Am Sonntag feiert das Freizeitzentrum Xanten (FZX) einen Meilenstein beim Umbau seiner Angebote zum Gesundheitstourismus: Mit einem „Tag der offenen Tür“ wird das neu gestaltete Strandbad mitsamt seines neuen Schwimmbeckens ab 12 Uhr offiziell freigegeben. Wir erklären, was verändert wurde.

Aussehen Die Anlage ist moderner und hübscher geworden. Strandhafer wurde angepflanzt, er ist nicht nur pflegeleicht und robust, sondern schafft auch eine Südsee-Atmosphäre. Zwei Plätze sind zu zentralen Treffpunkten ausgebaut worden. Dort bieten Eichen Schatten, um sie herum wurden Podeste errichtet, auf denen sich Gäste aufhalten können.
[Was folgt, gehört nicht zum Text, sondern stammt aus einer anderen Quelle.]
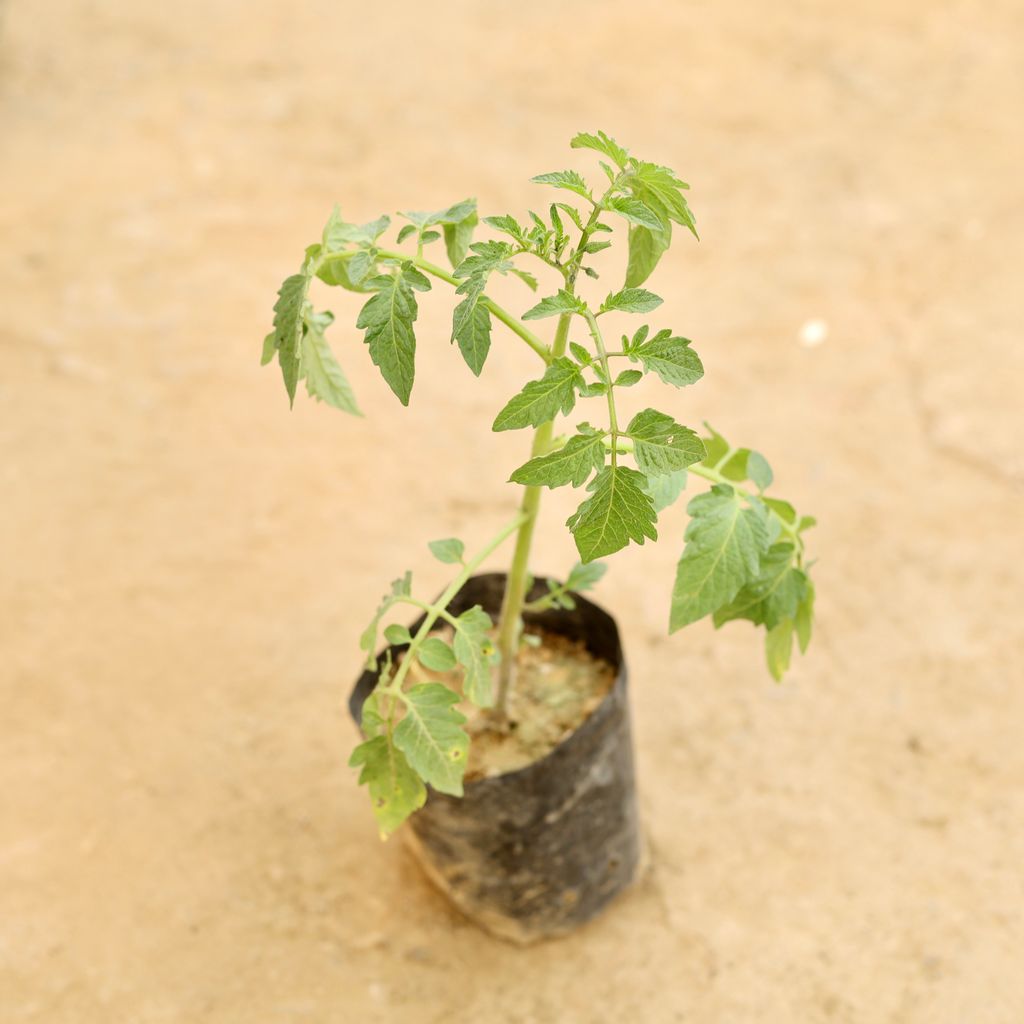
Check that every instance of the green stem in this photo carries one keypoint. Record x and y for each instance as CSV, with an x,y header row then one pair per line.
x,y
595,333
439,607
711,473
515,586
Das ist der barrierefreie Pool in der Xantener Südsee

Erreichbarkeit Alles ist besser zu erreichen. Stufen wurden entfernt, Wege begradigt und verbreitert, sie führen nun direkt zu den Umkleiden, den Liegeflächen und zum Strand. Außerdem wurden im Sand neue Wege aus Betonplatten angelegt. Dadurch ist es einfacher geworden, auf einem festen Untergrund bis zum Wasser zu kommen.

Platzangebot Eine weitere, große Sandfläche ist hinzugekommen, auf ihr sollen in der nächsten Saison noch Strohschirme und Liegen installiert werden. Die Rasenflächen wurden begradigt. „Die Gäste können nun auch von hinten auf den See schauen“, sagt Stephan Tietz, Projektleiter Förderprojekt Gesundheitstourismus Xantener Nord- und Südsee. Der Strand ist länger und flacher geworden, es wurde zusätzlicher Sand aufgeschüttet.
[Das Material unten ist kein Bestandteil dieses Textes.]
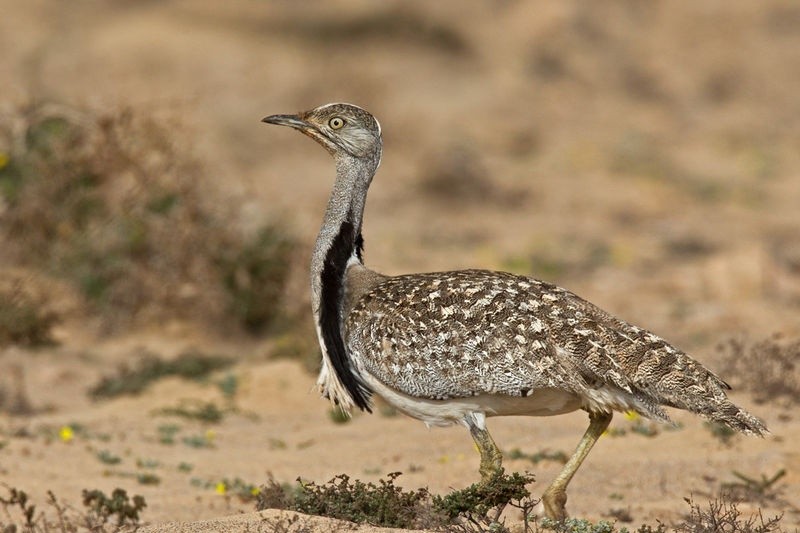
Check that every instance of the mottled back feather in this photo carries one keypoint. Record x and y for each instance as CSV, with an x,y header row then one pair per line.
x,y
459,334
Toiletten Das Strandbad hat weitere Sanitär- und Umkleidegelegenheiten bekommen. „Früher mussten die Gäste weit laufen, um zur Toilette zu kommen, das ist jetzt nicht mehr so“, sagt Tietz. Im Abstand von mehreren Hundert Metern stehen mehrere Toilettenanlagen. Es wurden Edelstahlschüsseln mit Automatikspülung eingebaut, um Vandalismus zu verhindern.

Angebot für Alle Nicht nur die Wege wurden so angelegt, dass auch Rollstuhlfahrer bis zum Wasser kommen. Es wurde auch eine „Toilette für Alle“ errichtet. Dort gibt es zusätzlich einen Raum für schwer behinderte Menschen, in ihm sind eine Dusche, ein Kran, eine Liege und eine Toilette. Eine solche Sanitäranlage für Betroffene gebe es nur dreimal in Deutschland: in München, in Frankfurt/Main und jetzt auch in Xanten, sagt Tietz. Die Anlage wurde im vorderen Teil des Strandbades errichtet, damit der Weg zum neuen, barrierefreien Schwimmbecken kurz ist.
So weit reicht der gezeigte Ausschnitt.